I give in, I've heard that there is a version played on the harmonium and penny whistle due to be issued shortly.


----------



## Andy Loochazee

I can't believe that playing the Arpeggione sonata on a 6 string guitar with a plucking action would generate anything like the right sound, compared with use of an arpeggione proper. What's missing using a cello instead of an arpeggione is of course a section of the higher registers caused by drop from 6 to 4 strings. To compensate for this, there have been a tiny few recordings using a piccolo cello, but I'm informed they sound rather naff. Like I said before, the Harrell/Levine recording using an ordinary cello is very good. The playing is as technically faultless as I far as my ears can judge, the emotional impact is faithful to good ol' Schubert, and the sound quality is good. The other version one I mentioned previously (Feuermann/Moore) earlier seems to be out of print, and having re-played this version it's not that good after all, so forget it.


----------



## Ukko

moody said:


> I give in, I've heard that there is a version played on the harmonium and penny whistle due to be issued shortly.

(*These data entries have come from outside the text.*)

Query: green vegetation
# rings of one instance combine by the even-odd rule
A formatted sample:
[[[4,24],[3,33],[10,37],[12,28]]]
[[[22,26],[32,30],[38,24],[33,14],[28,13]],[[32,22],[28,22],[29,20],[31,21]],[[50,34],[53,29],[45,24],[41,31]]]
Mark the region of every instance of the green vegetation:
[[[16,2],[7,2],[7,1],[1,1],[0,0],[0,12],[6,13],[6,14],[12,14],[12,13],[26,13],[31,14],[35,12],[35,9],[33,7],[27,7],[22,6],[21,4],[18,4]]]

I hope someone puts at least a teaser on YouTube; a minute ought to be enough.


----------



## elgar's ghost

Desperate attempt to find middle ground between new and old: can a Chapman Stick be played with a bow? :devil:

Strange how one of Schubert's more singular chamber works (as in instrumentation) is also one of his more overlooked. I'm guilty of it more than most as I rarely see beyond the octet, 'trout', late quartets, piano trios and quintet, yet the AS is a fine work.


----------